# Grauer Hintergrund in Platziertem Bild?!



## Crash_Davis (3. Februar 2004)

Hallo, 
immer wenn ich im Illustrator 10.0 ein Bild mit eigentlich weißem Hintergrund plaziere wird dieser Hintergrund grau ausgedruckt.
Habe keine Ahnung warum der Drucker das macht. Der Drucker ist ein QMS-Laserdrucker. (Post Script)

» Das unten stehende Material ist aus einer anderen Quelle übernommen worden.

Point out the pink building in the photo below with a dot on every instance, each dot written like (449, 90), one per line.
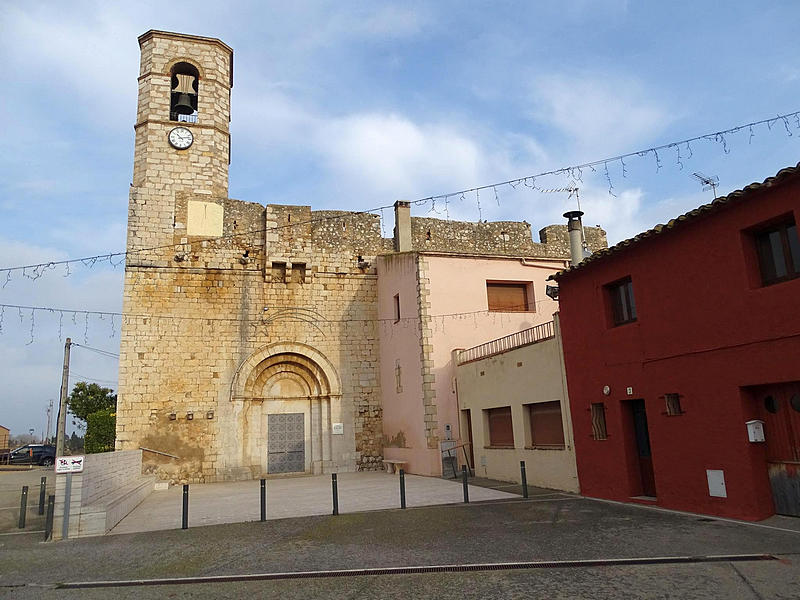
(453, 285)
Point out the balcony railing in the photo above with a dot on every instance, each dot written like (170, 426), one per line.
(542, 332)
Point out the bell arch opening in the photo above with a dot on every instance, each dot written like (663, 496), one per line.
(184, 88)
(289, 394)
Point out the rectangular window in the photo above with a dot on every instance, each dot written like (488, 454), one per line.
(507, 297)
(501, 430)
(673, 404)
(547, 430)
(298, 272)
(599, 421)
(778, 253)
(623, 305)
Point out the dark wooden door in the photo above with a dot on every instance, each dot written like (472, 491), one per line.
(286, 445)
(780, 410)
(643, 447)
(468, 440)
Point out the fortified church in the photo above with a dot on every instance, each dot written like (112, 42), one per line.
(276, 339)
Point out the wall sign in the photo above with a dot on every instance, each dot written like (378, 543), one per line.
(69, 464)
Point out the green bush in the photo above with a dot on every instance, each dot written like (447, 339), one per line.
(101, 429)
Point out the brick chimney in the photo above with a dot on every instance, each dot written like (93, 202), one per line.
(402, 226)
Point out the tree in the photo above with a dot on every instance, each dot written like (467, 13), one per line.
(97, 407)
(101, 428)
(87, 398)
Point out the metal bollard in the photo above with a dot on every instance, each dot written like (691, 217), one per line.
(524, 479)
(48, 523)
(402, 489)
(185, 516)
(335, 488)
(263, 499)
(42, 492)
(23, 506)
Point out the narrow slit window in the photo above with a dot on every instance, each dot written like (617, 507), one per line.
(673, 404)
(599, 421)
(623, 304)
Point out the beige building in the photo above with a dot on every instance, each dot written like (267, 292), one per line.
(250, 341)
(512, 393)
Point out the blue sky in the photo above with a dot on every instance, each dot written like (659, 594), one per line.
(354, 105)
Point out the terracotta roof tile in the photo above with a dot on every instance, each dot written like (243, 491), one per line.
(717, 204)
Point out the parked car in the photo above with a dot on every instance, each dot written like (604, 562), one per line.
(30, 454)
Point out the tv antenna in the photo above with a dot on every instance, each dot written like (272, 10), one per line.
(709, 183)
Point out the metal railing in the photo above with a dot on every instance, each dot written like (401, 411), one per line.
(542, 332)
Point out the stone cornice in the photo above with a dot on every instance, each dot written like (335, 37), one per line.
(189, 38)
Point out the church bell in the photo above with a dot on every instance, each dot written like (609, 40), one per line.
(184, 88)
(183, 106)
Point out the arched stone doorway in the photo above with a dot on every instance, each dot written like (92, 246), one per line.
(290, 395)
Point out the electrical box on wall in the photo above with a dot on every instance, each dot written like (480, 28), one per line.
(755, 430)
(716, 483)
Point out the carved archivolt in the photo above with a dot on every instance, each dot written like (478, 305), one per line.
(308, 370)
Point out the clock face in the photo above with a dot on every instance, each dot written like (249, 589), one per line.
(181, 138)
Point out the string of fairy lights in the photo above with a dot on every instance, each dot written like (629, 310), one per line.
(683, 150)
(574, 173)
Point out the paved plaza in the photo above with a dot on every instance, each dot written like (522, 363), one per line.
(235, 502)
(485, 538)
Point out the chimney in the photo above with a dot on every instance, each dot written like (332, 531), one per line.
(402, 226)
(575, 230)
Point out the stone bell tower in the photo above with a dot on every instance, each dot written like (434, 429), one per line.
(184, 82)
(182, 146)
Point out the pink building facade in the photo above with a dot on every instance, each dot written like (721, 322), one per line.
(432, 302)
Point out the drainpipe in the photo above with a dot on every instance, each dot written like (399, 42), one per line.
(575, 229)
(402, 226)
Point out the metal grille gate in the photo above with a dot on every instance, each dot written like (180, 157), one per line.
(286, 443)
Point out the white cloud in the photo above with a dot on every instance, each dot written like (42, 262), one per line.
(600, 116)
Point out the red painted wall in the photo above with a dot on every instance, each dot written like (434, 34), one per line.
(706, 329)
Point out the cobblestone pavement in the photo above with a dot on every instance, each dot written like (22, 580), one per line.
(543, 528)
(215, 503)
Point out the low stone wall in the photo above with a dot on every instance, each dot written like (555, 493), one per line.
(109, 487)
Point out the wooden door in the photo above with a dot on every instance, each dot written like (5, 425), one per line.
(286, 443)
(643, 448)
(780, 411)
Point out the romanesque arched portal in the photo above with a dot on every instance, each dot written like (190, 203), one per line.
(290, 395)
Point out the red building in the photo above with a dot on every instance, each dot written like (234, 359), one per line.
(676, 339)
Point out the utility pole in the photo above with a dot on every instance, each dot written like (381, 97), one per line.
(61, 427)
(49, 422)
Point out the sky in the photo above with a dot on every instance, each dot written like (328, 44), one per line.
(353, 105)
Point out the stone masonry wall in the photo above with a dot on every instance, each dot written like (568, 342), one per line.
(198, 311)
(510, 238)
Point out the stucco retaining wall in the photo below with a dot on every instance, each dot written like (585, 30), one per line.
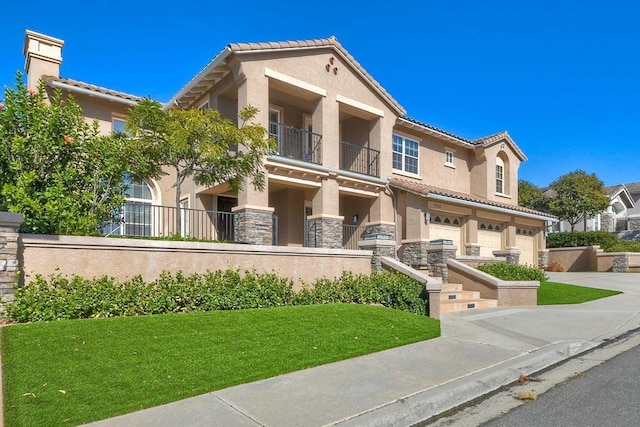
(123, 258)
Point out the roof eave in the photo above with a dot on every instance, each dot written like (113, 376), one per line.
(431, 131)
(218, 61)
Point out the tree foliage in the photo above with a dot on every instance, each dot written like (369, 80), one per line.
(55, 167)
(578, 196)
(200, 144)
(531, 196)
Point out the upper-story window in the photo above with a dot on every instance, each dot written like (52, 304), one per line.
(448, 158)
(499, 175)
(405, 154)
(117, 124)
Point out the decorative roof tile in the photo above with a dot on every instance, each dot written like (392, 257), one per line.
(93, 88)
(425, 190)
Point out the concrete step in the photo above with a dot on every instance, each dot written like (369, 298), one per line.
(456, 306)
(451, 287)
(459, 295)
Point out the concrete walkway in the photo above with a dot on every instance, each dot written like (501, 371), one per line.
(478, 352)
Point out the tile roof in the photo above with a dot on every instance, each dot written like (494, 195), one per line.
(332, 42)
(93, 88)
(437, 129)
(425, 190)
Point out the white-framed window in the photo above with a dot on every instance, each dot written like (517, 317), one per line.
(185, 220)
(275, 121)
(118, 125)
(499, 175)
(406, 154)
(448, 157)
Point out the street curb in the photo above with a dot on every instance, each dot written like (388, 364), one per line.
(430, 403)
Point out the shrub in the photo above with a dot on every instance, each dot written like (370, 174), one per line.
(60, 297)
(513, 272)
(571, 239)
(555, 266)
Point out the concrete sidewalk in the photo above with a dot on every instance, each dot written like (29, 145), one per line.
(478, 352)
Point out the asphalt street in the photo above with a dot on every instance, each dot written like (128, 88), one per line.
(606, 395)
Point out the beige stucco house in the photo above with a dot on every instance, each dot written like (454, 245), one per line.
(351, 169)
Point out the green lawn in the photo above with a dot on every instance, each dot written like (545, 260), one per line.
(550, 293)
(71, 372)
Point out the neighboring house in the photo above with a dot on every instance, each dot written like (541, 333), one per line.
(622, 214)
(350, 166)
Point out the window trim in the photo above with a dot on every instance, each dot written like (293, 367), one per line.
(499, 176)
(449, 163)
(404, 156)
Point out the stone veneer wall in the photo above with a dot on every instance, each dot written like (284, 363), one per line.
(512, 255)
(437, 256)
(253, 226)
(607, 222)
(9, 262)
(388, 229)
(543, 258)
(472, 249)
(325, 233)
(379, 248)
(633, 224)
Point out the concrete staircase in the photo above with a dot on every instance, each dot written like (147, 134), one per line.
(453, 299)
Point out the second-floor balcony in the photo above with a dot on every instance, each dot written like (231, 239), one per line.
(296, 143)
(359, 159)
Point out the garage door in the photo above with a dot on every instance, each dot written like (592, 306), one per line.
(489, 238)
(442, 227)
(525, 242)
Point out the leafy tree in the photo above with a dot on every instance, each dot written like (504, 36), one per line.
(578, 196)
(200, 144)
(55, 167)
(531, 196)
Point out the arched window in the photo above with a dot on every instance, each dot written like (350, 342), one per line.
(136, 217)
(138, 209)
(499, 175)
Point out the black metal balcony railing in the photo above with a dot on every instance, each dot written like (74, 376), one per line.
(146, 220)
(359, 159)
(351, 235)
(297, 143)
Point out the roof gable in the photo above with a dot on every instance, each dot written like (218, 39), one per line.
(217, 69)
(500, 137)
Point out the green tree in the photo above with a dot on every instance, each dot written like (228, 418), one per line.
(55, 167)
(578, 196)
(201, 145)
(531, 196)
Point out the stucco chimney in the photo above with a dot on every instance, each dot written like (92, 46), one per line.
(43, 56)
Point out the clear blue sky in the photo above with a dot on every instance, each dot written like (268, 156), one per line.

Sollte also einwandfrei funktionieren. 
Kann mir jemand weiterhelfen?


----------



## Eminem (3. Februar 2004)

Also das selbe Problem hatte ich auchmal. Hab da dann das besagte Bild im Photoshop überarbeitet, dh. ich habe dort einfach den Hintergrund (der im Illustrator grau ausgedruckt wurde) gelöscht und unsichtbar gelassen. Danach hat das ganze dann einwandfrei funktioniert.

MFG Eminem


----------



## Crash_Davis (9. Februar 2004)

hmm! das probier ich mal!
vielen dank! aber dann müßte ich die psd einbette, gelle?

naja, wird schon klappen!


----------



## Crash_Davis (10. Februar 2004)

funktioniert nicht!
muß wohl mal die minolta-hotline anrufen!

oder hat nochjemand nen tipp parat?


----------